L_WC has asked for the wisdom of the Perl Monks concerning the following question:
It can't be wrote in threads in different worksheet, like " $workbookNodeList->sheets()-> 2->write(0,0, 'j8', $formatNodeList;" it does not work. could anyone help me? How to write worksheets on same time by threads? thanks.

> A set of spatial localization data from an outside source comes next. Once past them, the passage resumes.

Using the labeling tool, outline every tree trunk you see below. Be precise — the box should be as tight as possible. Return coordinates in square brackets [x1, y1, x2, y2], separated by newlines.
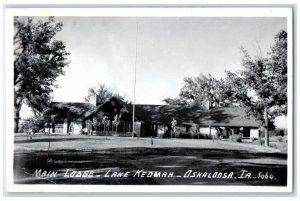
[14, 96, 23, 133]
[209, 124, 212, 139]
[14, 113, 20, 133]
[264, 106, 269, 147]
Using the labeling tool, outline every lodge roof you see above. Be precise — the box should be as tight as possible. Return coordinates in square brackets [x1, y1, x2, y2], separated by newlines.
[84, 97, 130, 121]
[197, 107, 260, 128]
[85, 97, 260, 128]
[130, 105, 259, 128]
[127, 104, 203, 124]
[47, 102, 96, 122]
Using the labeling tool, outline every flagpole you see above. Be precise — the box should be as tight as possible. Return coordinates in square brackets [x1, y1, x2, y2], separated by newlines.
[132, 22, 138, 138]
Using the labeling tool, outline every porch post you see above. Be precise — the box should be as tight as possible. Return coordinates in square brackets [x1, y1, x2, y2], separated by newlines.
[230, 128, 235, 141]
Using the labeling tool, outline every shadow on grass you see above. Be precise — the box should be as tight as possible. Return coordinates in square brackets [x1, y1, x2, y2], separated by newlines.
[14, 137, 109, 144]
[14, 147, 287, 186]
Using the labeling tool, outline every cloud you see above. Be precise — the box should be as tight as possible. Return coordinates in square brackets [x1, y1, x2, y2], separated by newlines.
[136, 84, 167, 104]
[52, 62, 113, 102]
[20, 62, 114, 119]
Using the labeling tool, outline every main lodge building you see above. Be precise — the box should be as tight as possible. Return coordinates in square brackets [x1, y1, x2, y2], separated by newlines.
[45, 97, 260, 139]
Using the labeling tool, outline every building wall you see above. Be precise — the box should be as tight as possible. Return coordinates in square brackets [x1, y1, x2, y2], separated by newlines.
[134, 121, 142, 137]
[250, 129, 259, 139]
[176, 125, 187, 134]
[44, 121, 83, 135]
[44, 127, 51, 134]
[72, 121, 82, 134]
[199, 127, 218, 136]
[54, 124, 64, 133]
[63, 120, 68, 134]
[157, 125, 167, 138]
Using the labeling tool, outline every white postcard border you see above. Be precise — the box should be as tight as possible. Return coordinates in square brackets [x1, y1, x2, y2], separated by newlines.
[4, 7, 294, 193]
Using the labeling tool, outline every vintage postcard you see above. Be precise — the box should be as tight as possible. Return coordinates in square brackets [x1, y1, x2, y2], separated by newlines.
[4, 7, 293, 193]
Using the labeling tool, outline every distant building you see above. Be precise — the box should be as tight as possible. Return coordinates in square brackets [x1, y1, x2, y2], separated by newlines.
[45, 97, 260, 139]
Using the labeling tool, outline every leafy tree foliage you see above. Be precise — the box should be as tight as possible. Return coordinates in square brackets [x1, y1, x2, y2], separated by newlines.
[267, 30, 287, 115]
[85, 83, 131, 105]
[219, 70, 250, 107]
[235, 30, 287, 146]
[164, 73, 235, 109]
[179, 74, 219, 108]
[85, 84, 113, 104]
[19, 116, 45, 133]
[14, 17, 70, 132]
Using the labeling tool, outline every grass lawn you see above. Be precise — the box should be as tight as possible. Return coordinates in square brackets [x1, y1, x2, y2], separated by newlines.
[14, 134, 287, 186]
[241, 136, 288, 153]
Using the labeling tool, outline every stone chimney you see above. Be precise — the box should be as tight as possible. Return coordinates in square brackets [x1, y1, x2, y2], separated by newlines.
[88, 95, 96, 106]
[96, 95, 102, 106]
[204, 100, 210, 110]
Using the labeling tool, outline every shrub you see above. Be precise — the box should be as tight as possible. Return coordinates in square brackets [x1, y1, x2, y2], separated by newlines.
[163, 131, 171, 138]
[258, 138, 265, 146]
[182, 132, 193, 139]
[270, 144, 277, 149]
[198, 133, 208, 139]
[238, 134, 243, 142]
[212, 135, 217, 141]
[233, 134, 243, 143]
[157, 132, 164, 138]
[270, 128, 286, 136]
[20, 116, 45, 133]
[206, 135, 212, 139]
[277, 136, 283, 142]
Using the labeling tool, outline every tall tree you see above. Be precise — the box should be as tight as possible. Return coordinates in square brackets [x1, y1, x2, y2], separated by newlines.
[164, 73, 225, 109]
[236, 30, 287, 146]
[85, 84, 113, 104]
[85, 83, 131, 105]
[218, 70, 249, 106]
[14, 17, 70, 132]
[267, 30, 287, 115]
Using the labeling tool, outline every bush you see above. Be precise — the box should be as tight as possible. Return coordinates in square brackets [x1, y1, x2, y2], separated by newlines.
[270, 144, 277, 149]
[233, 134, 243, 143]
[277, 136, 283, 142]
[178, 132, 193, 139]
[196, 133, 211, 139]
[206, 135, 212, 139]
[20, 116, 45, 133]
[270, 128, 287, 136]
[258, 138, 265, 146]
[157, 132, 164, 138]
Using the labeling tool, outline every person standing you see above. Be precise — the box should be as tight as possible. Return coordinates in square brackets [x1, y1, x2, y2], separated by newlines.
[171, 118, 177, 139]
[68, 122, 74, 135]
[86, 120, 92, 136]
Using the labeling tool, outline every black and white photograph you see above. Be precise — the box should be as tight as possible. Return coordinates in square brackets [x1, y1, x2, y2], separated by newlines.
[4, 7, 293, 193]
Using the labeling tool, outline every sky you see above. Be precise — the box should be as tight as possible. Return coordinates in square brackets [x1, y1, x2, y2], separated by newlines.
[20, 16, 287, 124]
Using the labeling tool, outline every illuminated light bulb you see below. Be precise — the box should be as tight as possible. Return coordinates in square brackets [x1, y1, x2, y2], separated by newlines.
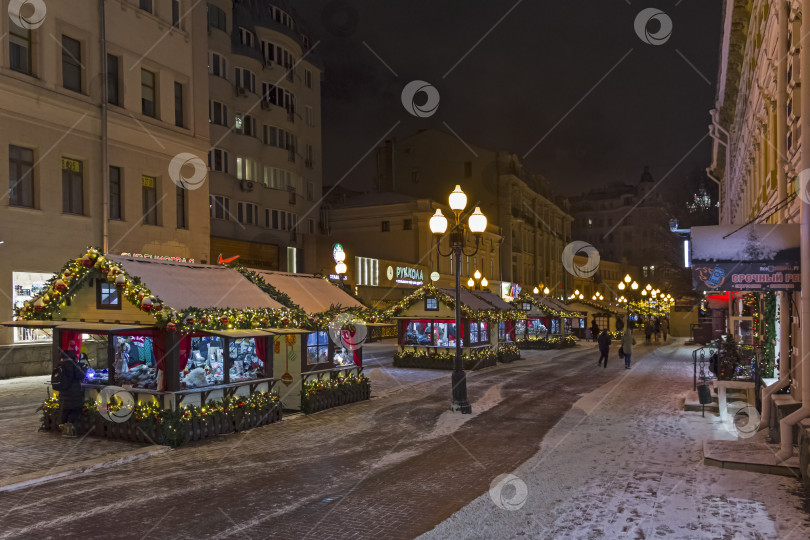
[474, 269, 481, 280]
[429, 209, 448, 234]
[618, 282, 625, 290]
[543, 287, 549, 295]
[467, 277, 474, 287]
[533, 287, 539, 294]
[468, 207, 487, 233]
[448, 185, 467, 212]
[481, 277, 488, 287]
[624, 274, 632, 283]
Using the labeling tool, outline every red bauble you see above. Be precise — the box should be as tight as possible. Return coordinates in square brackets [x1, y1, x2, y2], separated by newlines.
[166, 322, 177, 332]
[81, 256, 93, 267]
[282, 318, 289, 325]
[54, 279, 67, 292]
[220, 316, 229, 325]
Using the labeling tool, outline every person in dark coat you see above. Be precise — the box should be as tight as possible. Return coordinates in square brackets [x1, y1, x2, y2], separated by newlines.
[590, 319, 600, 342]
[58, 350, 86, 437]
[597, 329, 611, 368]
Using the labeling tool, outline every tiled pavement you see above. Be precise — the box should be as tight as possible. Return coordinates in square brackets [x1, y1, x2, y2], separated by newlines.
[0, 341, 622, 539]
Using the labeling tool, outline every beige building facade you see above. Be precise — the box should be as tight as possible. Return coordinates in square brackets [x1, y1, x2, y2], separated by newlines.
[0, 0, 211, 374]
[206, 0, 322, 273]
[375, 129, 573, 294]
[317, 193, 503, 309]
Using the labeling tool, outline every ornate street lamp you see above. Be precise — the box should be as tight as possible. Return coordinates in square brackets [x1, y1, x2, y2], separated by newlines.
[430, 186, 487, 414]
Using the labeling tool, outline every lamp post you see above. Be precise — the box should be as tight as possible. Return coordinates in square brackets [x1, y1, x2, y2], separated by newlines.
[429, 185, 487, 414]
[467, 269, 489, 291]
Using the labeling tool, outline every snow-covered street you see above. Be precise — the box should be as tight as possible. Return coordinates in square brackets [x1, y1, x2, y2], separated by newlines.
[421, 342, 810, 539]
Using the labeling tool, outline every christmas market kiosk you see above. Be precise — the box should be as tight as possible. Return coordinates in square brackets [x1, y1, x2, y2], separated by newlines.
[390, 284, 514, 370]
[471, 289, 521, 362]
[236, 267, 373, 411]
[5, 250, 369, 445]
[510, 291, 577, 349]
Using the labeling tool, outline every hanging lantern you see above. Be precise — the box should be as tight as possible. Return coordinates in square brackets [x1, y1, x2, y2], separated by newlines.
[54, 279, 67, 292]
[141, 297, 153, 312]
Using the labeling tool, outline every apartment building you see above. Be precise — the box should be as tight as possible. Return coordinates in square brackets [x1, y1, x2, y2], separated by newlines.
[205, 0, 323, 271]
[0, 0, 210, 368]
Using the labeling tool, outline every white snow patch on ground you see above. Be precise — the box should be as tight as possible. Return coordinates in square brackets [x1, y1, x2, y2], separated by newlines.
[419, 343, 810, 539]
[426, 382, 506, 440]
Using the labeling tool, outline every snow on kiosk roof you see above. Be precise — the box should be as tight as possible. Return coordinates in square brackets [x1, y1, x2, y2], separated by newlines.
[107, 255, 283, 310]
[690, 224, 799, 262]
[248, 269, 365, 314]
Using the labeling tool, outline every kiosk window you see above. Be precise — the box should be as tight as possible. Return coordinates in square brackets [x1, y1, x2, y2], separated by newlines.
[425, 297, 438, 311]
[96, 281, 121, 309]
[307, 331, 329, 365]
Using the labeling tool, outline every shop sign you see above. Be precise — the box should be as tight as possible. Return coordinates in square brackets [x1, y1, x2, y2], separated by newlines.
[329, 274, 348, 281]
[333, 243, 345, 263]
[692, 262, 801, 292]
[121, 252, 195, 263]
[61, 158, 81, 172]
[387, 265, 423, 286]
[501, 282, 522, 301]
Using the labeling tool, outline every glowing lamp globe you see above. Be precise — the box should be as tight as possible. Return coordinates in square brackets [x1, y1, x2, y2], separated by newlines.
[631, 281, 639, 290]
[543, 287, 550, 295]
[468, 207, 487, 233]
[624, 274, 632, 283]
[481, 277, 488, 287]
[533, 287, 539, 294]
[618, 282, 625, 290]
[449, 185, 467, 212]
[641, 290, 647, 296]
[474, 269, 482, 280]
[646, 284, 652, 291]
[335, 262, 347, 275]
[467, 277, 475, 288]
[429, 209, 448, 235]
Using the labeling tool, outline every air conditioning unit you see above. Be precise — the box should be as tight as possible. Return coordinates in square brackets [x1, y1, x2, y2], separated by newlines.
[261, 100, 271, 110]
[240, 180, 255, 192]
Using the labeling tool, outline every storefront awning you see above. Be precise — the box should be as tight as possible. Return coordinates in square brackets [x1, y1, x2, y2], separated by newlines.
[56, 322, 156, 333]
[1, 320, 63, 328]
[691, 224, 801, 292]
[204, 329, 276, 339]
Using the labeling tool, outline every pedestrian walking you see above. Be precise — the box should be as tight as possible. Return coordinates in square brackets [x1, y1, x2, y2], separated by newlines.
[597, 329, 611, 368]
[620, 329, 636, 369]
[661, 318, 669, 341]
[616, 317, 625, 332]
[590, 319, 600, 343]
[644, 320, 653, 343]
[51, 348, 86, 437]
[654, 317, 661, 343]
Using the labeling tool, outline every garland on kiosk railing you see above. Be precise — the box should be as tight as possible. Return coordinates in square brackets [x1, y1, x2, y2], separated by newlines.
[510, 291, 565, 317]
[385, 283, 525, 322]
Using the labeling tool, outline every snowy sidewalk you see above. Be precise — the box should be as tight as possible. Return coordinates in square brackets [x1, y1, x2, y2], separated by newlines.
[420, 341, 810, 539]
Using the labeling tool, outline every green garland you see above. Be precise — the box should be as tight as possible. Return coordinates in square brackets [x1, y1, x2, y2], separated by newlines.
[517, 335, 577, 350]
[762, 292, 776, 378]
[393, 347, 498, 370]
[300, 374, 370, 414]
[497, 343, 521, 363]
[387, 283, 524, 322]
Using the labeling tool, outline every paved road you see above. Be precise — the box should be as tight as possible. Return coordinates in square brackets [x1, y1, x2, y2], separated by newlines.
[0, 341, 631, 539]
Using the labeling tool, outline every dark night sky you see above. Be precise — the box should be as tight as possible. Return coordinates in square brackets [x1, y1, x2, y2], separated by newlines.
[292, 0, 722, 197]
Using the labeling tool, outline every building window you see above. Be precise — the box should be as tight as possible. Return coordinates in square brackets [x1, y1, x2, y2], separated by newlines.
[208, 52, 227, 78]
[210, 195, 230, 220]
[305, 69, 312, 88]
[209, 101, 228, 126]
[238, 27, 255, 48]
[61, 158, 83, 215]
[176, 185, 187, 229]
[306, 331, 329, 365]
[142, 175, 158, 225]
[411, 170, 419, 184]
[236, 156, 256, 181]
[237, 202, 259, 225]
[403, 219, 413, 231]
[172, 0, 181, 27]
[241, 115, 257, 137]
[356, 257, 379, 286]
[234, 67, 255, 93]
[208, 148, 228, 172]
[207, 4, 226, 31]
[61, 35, 82, 92]
[305, 106, 314, 126]
[308, 218, 314, 234]
[425, 298, 438, 311]
[107, 54, 120, 105]
[96, 281, 121, 310]
[464, 161, 472, 178]
[307, 181, 314, 201]
[9, 24, 32, 74]
[174, 82, 184, 127]
[381, 220, 390, 232]
[305, 144, 313, 168]
[139, 0, 153, 14]
[9, 145, 34, 208]
[287, 247, 297, 273]
[109, 166, 122, 220]
[141, 69, 156, 117]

the data total is about 60,000,000, and need write to 3 sheets from DB, maybe i can say like this the 3 tables in DB will import 3 worksheets in excel, and reduce time, so i think do this when the same time by these 3 worksheets on the same workbook.
my $nodeList = [
['AMS', 'a'],
['APJ', 'ap'],
['EMEA', 'e'],
];
my $workbookNodeList = Excel::Writer::XLSX->new("Node_List.xlsx");
$workbookNodeList->set_properties(
title => 'Node List',
author => 'L_WC demo',
comments => 'Node List',
);
my $formatNodeList = $workbookNodeList->add_format(bg_color => 44);
$formatNodeList->set_align('center');
my $worksheetNodeList = $workbookNodeList->add_worksheet('AMS');
my $worksheetNodeList1 = $workbookNodeList->add_worksheet('APJ');
my $worksheetNodeList2 = $workbookNodeList->add_worksheet('EMEA');
my @arr = ($nodeList->[0], $nodeList->[1], $nodeList->[2]);
my @ar = ('fff');
foreach (@arr) {
$_ = threads->new(\&doSomething, $_->[0], $_->[1], $workbookNodeLis
+t, $formatNodeList);
}
foreach(@arr){
$_->join();
}
$workbookNodeList->close();
print "Node List is Done.";
sub doSomething{
my ($region, $sql, $workbookNodeList, $formatNodeList) = @_;
if($region eq 'AMS'){
[$workbookNodeList->sheets()]->[0]->write(0,0, 'rrrrrr', $formatNo
+deList);
print "AMS -----DONE.\n";
}
if($region eq 'APJ'){
[$workbookNodeList->sheets()]->[1]->write(0,0, '1', $formatNodeLis
+t);
print "APJ -----DONE.\n";
}
if($region eq 'EMEA'){
[$workbookNodeList->sheets()]->[2]->write(0,0, 'j8', $formatNodeLi
+st);
print "EMEA -----DONE.\n";
}
}
Re: How to use threads to write worksheets of excel
by BrowserUk (Patriarch) on Jun 30, 2015 at 09:21 UTC
|
it does not work.
What happens?
| [reply] |
Re: How to use threads to write worksheets of excel
by marioroy (Prior) on Jul 01, 2015 at 01:38 UTC
|
Update: Added missing line after looping each region.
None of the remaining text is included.